I’ve stumbled upon a discipline strategy that’s effective in any situation, with children of any age. (Actually, it’s helpful when dealing with adults too.) I first discovered it as a teacher and now it’s my go-to technique when I need to discipline my own children. It helps me to respond both compassionately and effectively every time.
If you’re reading this, you’re probably a busy parent,so I’m not going to beat around the bush. Here it is, my best discipline technique –
Maybe you were hoping for something a bit more “practical”- 3 steps to take when your child’s behaviour goes askew, perhaps. We’d all love a magical, quick-fix strategy to turn around our children’s difficult behaviour and the discomfort it can cause. But, when they require guidance, it’s our presence, not strategies, that’s needed.
How Presence Works
By “presence” I mean having our attention focussed fully on our child and the moment we’re experiencing with them (not on the phone call we just finished or where we have to be in ten minutes’ time). Our total presence with our child enables us to tune in to them and to understand what’s really going on.
Without presence, that fearful, frustrated voice in our head gets in the way — “He’s blatantly disrespecting me!” it shouts. “He’s not getting away with it!”
With presence, we get curious and ask illuminating questions, such as, “Why is he behaving this way?”
The effectiveness of the way to respond to our child in any given moment depends on whether we’re coming from a place of fear & frustration or a place of presence. In fear & frustration, we tend to make a declaration of our authority and arbitrarily remove a ‘privilege’ in order to control the situation. In presence, we’re more likely to acknowledge our child’s perspective and find an empowering, rather than a punitive, response.
Disciplining with Intuition & Creativity
I don’t believe in thoughtlessly applying strategies to our children. However, some really good ones have come to me in moments of presence that I’ve used again later when they seem fitting. You see, when I’m present, the voice quietens, my mind slows down and I access my intuition & creativity more easily. Over the years, my intuition and creativity have given me many helpful ideas that I never would’ve thought of.
One such technique is my “Try that again” strategy for when my boys speak disrespectfully to me or someone else.
When he was five years old, my son began putting up big resistance when it came time for him to set the table for dinner each night. I’d dread asking him to do it because of the roaring, stomping and whining that would ensue. One evening, my simple request for him to set the table had evoked a defiant shout of “No!” and an exaggerated stomp of the foot. This time, I remembered that it was up to me how things would go from there — I could escalate the situation by arguing with him about the way he’d spoken to me and the setting of the table or I could find another way. So, I held my tongue and got present.
After making the shift I realised that all my son needed was a little acknowledgment that he didn’t want to set the table and an acceptable way to express how he felt.
Without thinking about it, I said to him, “Try that again”.
He looked at me, puzzled.
“Tell me what you have to say respectfully”, I explained.
He hesitated for a moment then mumbled, “I don’t want to set the table”.
“It’s annoying when you’re interrupted from your play to set the table, isn’t it?” I commiserated.

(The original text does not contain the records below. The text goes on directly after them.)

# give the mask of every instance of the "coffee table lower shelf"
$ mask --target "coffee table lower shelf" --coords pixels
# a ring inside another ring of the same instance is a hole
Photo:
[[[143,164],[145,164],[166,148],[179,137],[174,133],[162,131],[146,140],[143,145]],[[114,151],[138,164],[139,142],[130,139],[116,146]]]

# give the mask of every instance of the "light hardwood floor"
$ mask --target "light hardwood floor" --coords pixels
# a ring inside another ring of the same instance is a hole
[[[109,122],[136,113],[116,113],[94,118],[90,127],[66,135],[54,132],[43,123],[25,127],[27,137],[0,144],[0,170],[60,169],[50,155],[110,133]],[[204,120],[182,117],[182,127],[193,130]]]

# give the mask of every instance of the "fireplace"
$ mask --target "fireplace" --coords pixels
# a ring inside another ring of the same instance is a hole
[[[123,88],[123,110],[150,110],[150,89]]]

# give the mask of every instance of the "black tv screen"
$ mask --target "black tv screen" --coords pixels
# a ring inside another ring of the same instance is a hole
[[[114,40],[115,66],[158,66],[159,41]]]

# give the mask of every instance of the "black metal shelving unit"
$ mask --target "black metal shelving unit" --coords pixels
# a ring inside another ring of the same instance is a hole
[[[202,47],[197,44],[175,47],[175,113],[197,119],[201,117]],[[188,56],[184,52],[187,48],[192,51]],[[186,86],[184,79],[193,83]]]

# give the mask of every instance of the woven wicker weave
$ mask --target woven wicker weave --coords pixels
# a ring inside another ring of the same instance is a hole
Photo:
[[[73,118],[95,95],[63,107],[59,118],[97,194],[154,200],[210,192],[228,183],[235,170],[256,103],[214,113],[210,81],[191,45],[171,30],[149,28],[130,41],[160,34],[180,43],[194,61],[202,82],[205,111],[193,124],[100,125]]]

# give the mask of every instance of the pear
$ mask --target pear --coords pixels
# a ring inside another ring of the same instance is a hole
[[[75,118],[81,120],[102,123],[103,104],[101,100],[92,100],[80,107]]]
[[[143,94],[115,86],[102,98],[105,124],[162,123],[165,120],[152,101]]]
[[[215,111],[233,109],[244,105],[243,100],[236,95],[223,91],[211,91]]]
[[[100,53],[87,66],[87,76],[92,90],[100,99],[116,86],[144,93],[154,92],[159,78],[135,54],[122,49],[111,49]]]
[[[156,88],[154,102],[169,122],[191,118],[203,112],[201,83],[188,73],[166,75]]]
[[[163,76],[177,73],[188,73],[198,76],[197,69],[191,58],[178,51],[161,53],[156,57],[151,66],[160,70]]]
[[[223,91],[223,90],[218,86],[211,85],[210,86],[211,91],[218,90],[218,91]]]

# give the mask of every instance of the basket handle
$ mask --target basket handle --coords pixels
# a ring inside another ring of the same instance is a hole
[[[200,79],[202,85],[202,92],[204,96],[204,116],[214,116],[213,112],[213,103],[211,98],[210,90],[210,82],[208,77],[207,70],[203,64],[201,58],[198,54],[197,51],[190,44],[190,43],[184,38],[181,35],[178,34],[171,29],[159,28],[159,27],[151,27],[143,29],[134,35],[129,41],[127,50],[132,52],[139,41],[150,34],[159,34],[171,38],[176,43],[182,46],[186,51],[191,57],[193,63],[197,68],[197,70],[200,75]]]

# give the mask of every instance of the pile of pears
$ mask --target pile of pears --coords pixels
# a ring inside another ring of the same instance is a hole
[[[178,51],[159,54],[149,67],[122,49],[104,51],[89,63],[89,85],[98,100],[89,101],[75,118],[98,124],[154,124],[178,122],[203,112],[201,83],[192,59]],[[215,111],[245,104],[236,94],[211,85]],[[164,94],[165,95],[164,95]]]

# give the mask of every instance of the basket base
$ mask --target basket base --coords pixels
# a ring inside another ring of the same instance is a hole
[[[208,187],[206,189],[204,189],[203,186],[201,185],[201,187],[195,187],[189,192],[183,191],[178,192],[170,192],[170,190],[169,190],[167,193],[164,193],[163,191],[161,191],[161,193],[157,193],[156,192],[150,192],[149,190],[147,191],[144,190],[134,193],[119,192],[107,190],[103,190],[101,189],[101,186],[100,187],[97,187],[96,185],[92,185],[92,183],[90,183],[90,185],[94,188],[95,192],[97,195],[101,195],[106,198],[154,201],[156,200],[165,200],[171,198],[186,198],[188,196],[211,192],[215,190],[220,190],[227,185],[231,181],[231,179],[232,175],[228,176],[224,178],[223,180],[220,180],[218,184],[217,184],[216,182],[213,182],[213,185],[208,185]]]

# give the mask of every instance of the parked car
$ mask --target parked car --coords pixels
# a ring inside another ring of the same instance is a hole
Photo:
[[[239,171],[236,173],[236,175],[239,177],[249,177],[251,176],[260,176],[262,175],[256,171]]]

My son nodded and his scowl relaxed. We had a moment of understanding.
“We still need knives and forks out so we can eat our dinner”.
He quietly set the table then went back to his play.
By getting present, I’d recognised my son’s needs instead of being overtaken by my own desire for control. I’d reminded him to speak respectfully to others, given him a chance to say what he had to say and got him to set the table.
These days, I just say, “try that again” when he’s disrespectful and he knows what I mean. Usually, it defuses the situation because he speaks politely and I listen to how he’s feeling. So simple. Yet I don’t think I’d have thought of this useful little phrase had I been trying to figure out how to get him to set the table without fuss.
Being a Disciplined Parent
It takes discipline on our part to get present. While presence makes the steps that follow when disciplining our children easier to identify, getting present isn’t the easy option. It can be difficult to tear our attention away from that fearful, frustrated voice that wants to lead the way. It requires us to make a deliberate choice to calm ourselves and override that voice. However, the more we do it, the easier it becomes and the more effective we are when disciplining our children.
Tip: It’s helpful to regularly practice getting present at other times of the day, such as when making a cup of tea or listening to someone speak. The more we do it, the better we’ll get at finding our way there when our children are challenging us.